Протекло три года; буранные зимы таяли под золами весен, три пыльных лета промывались сентябрьскими лазурями, когда степь делается прозрачной и тихой, прежде чем накрыться дождями и вспениться грязью… Все эти три года Амуры не тревожили здоровое, величиной с крепкий кулак, сердце Саторнила Самсоновича. Он потолстел, стал чаще говорить супруге «душечка» и прилежать в государственных делах, которых, правда, было немного: все как-то управлялось само собой. Лишь дважды приходили к нему письма от в очередной раз непонятой человечеством m-me Агари, на которые Саторнил Самсонович собирался ответить, да как-то все не выходило.
Уныла жизнь мужчины после сорока пяти, если он не Гарун-Эльрашид, а всего лишь начальник карикатурного городка, начирканного безвестным карикатурщиком среди степей и варварства. Добро хоть церковь построили, начальству представить не стыдно. Сколько купеческих бород пощипать пришлось, сколько солдатиков на строительные леса загнать, сколько их, по неловкости, слетело оттуда… Зато какая гладкая архитектура! Славная церковь… (Саторнил Самсонович солидно перекрестился.) Однако нет-нет да и пощекочет Купидошка своей стрелой, словно нащупывая в градоначальниковых телесах уязвимые места и ахиллесовы пяты. И то кухарку свою Саторнил Самсонович по-отечески приобнимет, то супруге доктора в мазурке так ручку сожмет, что она только «ах!». То даже к супруге своей подползет ночью с притязаниями, отчего та сквозь сон отмахивается и по-немецки гавкает. А то вдруг Саторнил Самсонович и на киргизку прохожую засмотрится: эх ты, стрекоза, черны глаза, как бы с тобой завести эдакую диспозицию да и ознакомить с русским амуром и дарами цивилизации, – кроме своей юрты и кумыса поди и не видала ничего!..
Но дальше этих проэктов дела не шли, а шли – годы, назначение в более просвещенное место все откладывалось. Уныла жизнь мужчины после сорока пяти, одна радость: завернуть ус да и замутить карточную битву. И пусть супруга гоняет морщинки неудовольствия по глупому своему лбу: и не такие семейные Помпеи и Геркуланумы переживали.
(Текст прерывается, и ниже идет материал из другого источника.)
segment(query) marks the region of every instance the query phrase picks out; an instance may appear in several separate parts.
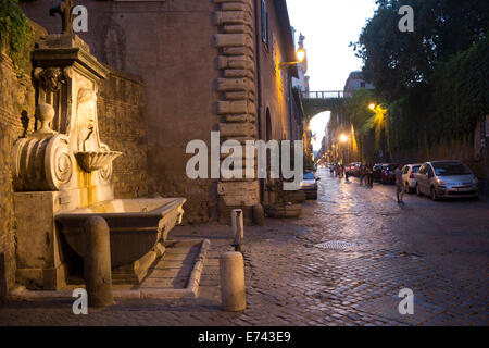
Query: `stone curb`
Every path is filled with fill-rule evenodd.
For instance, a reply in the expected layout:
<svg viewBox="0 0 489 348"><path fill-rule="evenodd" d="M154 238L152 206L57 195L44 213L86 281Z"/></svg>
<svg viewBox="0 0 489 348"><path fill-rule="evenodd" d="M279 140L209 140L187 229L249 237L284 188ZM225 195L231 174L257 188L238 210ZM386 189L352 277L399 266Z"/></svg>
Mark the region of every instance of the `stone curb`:
<svg viewBox="0 0 489 348"><path fill-rule="evenodd" d="M163 289L163 288L154 288L154 289L134 289L134 290L114 290L114 298L116 299L142 299L142 298L152 298L152 299L180 299L180 298L197 298L199 295L199 284L200 277L202 275L203 264L205 261L205 256L211 246L211 241L209 239L203 240L183 240L180 245L189 246L196 245L197 243L201 244L199 254L196 257L196 263L193 264L192 271L190 273L190 278L187 283L187 287L183 289ZM80 285L80 288L85 288L85 285ZM11 299L15 300L34 300L34 299L73 299L72 291L36 291L36 290L26 290L24 287L17 287L12 290L10 294Z"/></svg>

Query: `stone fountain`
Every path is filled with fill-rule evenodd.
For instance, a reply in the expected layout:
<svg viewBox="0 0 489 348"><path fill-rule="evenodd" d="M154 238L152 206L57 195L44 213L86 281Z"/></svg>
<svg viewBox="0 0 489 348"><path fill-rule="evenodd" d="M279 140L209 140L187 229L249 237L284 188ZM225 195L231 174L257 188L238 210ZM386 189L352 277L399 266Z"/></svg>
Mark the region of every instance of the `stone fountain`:
<svg viewBox="0 0 489 348"><path fill-rule="evenodd" d="M114 278L137 283L164 252L185 199L114 199L112 162L123 153L100 140L97 114L99 82L109 72L78 36L48 35L34 61L37 130L12 153L17 283L63 288L66 256L84 256L83 224L92 215L109 223Z"/></svg>

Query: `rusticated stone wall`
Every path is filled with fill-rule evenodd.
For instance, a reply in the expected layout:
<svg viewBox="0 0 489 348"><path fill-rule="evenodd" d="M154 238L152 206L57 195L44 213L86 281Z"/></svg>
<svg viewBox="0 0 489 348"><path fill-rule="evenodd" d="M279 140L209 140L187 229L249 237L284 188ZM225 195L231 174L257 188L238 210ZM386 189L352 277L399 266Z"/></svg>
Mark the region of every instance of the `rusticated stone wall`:
<svg viewBox="0 0 489 348"><path fill-rule="evenodd" d="M34 128L35 91L18 77L0 47L0 299L15 283L15 216L11 151L15 139Z"/></svg>
<svg viewBox="0 0 489 348"><path fill-rule="evenodd" d="M47 32L32 23L34 41ZM34 48L34 45L33 45ZM147 138L142 114L143 86L137 77L111 70L99 86L98 113L102 141L124 156L114 162L116 198L145 196ZM20 77L0 40L0 299L15 284L15 212L12 148L34 130L35 85L28 73Z"/></svg>
<svg viewBox="0 0 489 348"><path fill-rule="evenodd" d="M216 80L221 141L258 139L256 84L254 57L254 7L252 0L214 0L214 25L218 34L213 45L218 48ZM228 222L230 210L242 209L247 223L251 208L260 203L258 179L230 178L217 184L220 221Z"/></svg>
<svg viewBox="0 0 489 348"><path fill-rule="evenodd" d="M101 80L98 97L100 138L111 150L123 152L113 162L116 198L148 195L143 100L143 85L136 76L111 69L106 79Z"/></svg>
Одно волновало: повадились в столице высылать в Новоюртинск вольнодумное население: то казнокрадов, то масонов, то поляков… В столицах, конечно, воздух от этих выселений чище и монархичнее, а новоюртинскому начальству – такая головная боль, что никакой брусничной настойкой не сведешь. Собравшись у Саторнила Самсоныча за ломберными столами, начальство строило на этот предмет разные гипотезы.
«Что же они их все в Новоюртинск, зачем тогда Сибирь нужна, если каждого – в Новоюртинск?» – «Видать, заполнили уже Сибирь масонами и инородцами, вот теперь нам их и доставляют». – «Да где же Сибирь заполнишь? Она – вон какая… Всю Россию в нее сошли – не заполнишь!» – «Да не только Россию: всю Европу туда, никто и не заметит, оно ей только на пользу пойдет!» – «Да что Европу! Китай, целый Китай туда…» – «Нет, Николай Игнатьевич… Китая нам в Сибирь тащить не надобно!» – «Отчего же?» – «Да оттого самого! Азбука у них подозрительная. Видал я ее. Вся написана так, чтоб чужой не понял. Сами ее разумеют, а другим – неудобства чинят. Все закорючки и тараканчики. Вот, боюсь, они со своим каракулями всю нашу Сибирь и… окитают!»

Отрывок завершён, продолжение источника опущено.